British Columbia’s new Water Sustainability Act is now in force, and brings the province into a new era of water regulation for both surface water and groundwater. The Act, along with the five new or revised regulations, brings new requirements to applications for licences and other authorizations, increases regulatory powers to limit or condition authorizations that have already been issued, and raises important questions on implications to Aboriginal relations, use of water sustainability plans and impacts on sensitive streams.

Some key changes in B.C.’s new water law include the following:

  • the regulatory scheme for the diversion and use of stream water will now be applied to both stream water (i.e. rivers, lakes) and groundwater (i.e. water source wells, water source dugouts);
  • greater – and different – scrutiny of applications;
  • a more prescribed system of notifying potentially affected rights holders, and related standing rules;
  • substantially more regulatory powers to adjust water withdrawals for environmental protection purposes;
  • important nuancing regarding water storage rules;
  • more emphasis (at least on paper) for resource planning; and
  • changes to, or new requirements for, fees, rentals and charges.

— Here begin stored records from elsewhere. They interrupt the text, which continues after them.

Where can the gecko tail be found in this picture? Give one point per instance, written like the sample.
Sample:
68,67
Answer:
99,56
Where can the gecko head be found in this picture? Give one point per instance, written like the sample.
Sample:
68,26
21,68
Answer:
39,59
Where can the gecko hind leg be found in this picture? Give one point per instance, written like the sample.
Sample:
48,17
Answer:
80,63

The province has built in a lead time for existing water users to apply for new licences. There are, however, advantages to applying early, including having fees waived and securing priority in rights.

Another important aspect of B.C.’s new water law relates to environmental flow needs, or EFN – which is the “volume & timing of water flow required for the proper functioning of the aquatic ecosystem of the stream”. When reviewing applications, the decision maker must now consider the EFN of a stream, as well as the EFN of aquifers “reasonably likely” of being hydraulically connected to a stream. This requires applicants to carry out significant work in selecting and applying appropriate scientific models (for example, the NorthEast Water Tool, or NEWT). In addition, water users may be required to apply specific mitigation measures or provide compensation where impacts cannot be mitigated.

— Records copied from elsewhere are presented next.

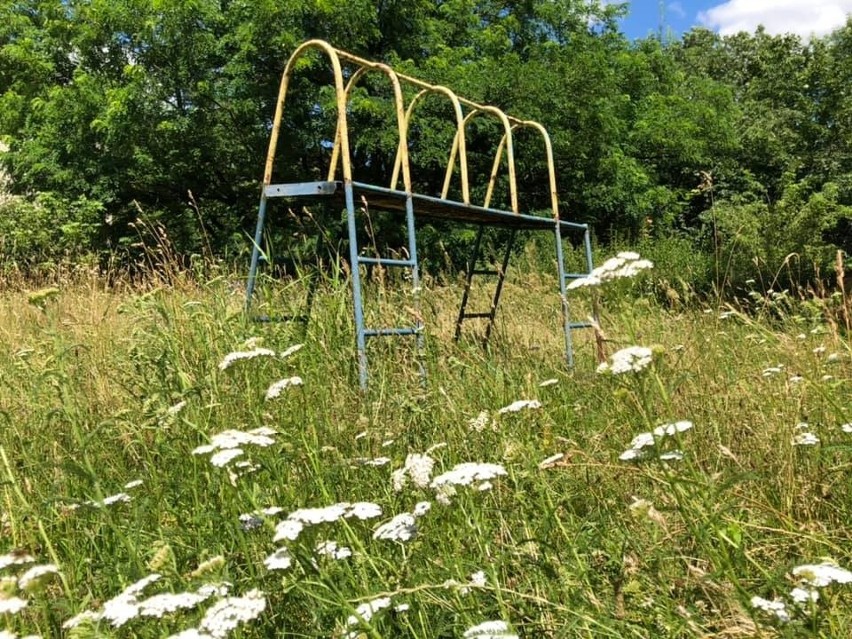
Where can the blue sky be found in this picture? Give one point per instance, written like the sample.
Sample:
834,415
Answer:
803,17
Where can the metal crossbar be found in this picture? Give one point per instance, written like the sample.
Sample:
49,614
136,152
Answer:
346,192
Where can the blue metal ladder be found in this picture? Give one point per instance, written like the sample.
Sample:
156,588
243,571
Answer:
564,277
499,272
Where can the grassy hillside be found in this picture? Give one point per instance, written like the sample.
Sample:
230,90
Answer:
552,533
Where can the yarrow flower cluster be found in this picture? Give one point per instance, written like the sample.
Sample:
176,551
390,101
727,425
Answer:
402,527
640,447
632,359
466,474
490,630
520,405
254,351
626,264
364,613
292,526
417,470
228,445
811,577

Notice of water use applications must also be provided to a wide range of rights holders, including authorization holders, riparian owners and land owners whose land is likely to be physically affected if the application is granted. These rights holders have a right to object to the application, and if warranted, a hearing may be held in which both the applicant and objectors have an opportunity to be heard.

The WSA contemplates a variety of new decisions, most of which are appealable to the Environmental Appeal Board. We expect an increasing number of appeals, especially as the new provisions begin to be applied.

The new water regime does not end when applications are granted. New post-authorization powers available to regulators include 30-year automatic reviews of authorizations and water sustainability plans that can be the basis for cancelling or suspending authorizations. Finally, only time will tell what implications B.C.’s new water law has to Aboriginal relations – including existing agreements, and impacts on Treaty and Aboriginal rights.

With these changes, and far-reaching implications, B.C.’s new water law has truly brought the province into a new era of water regulation.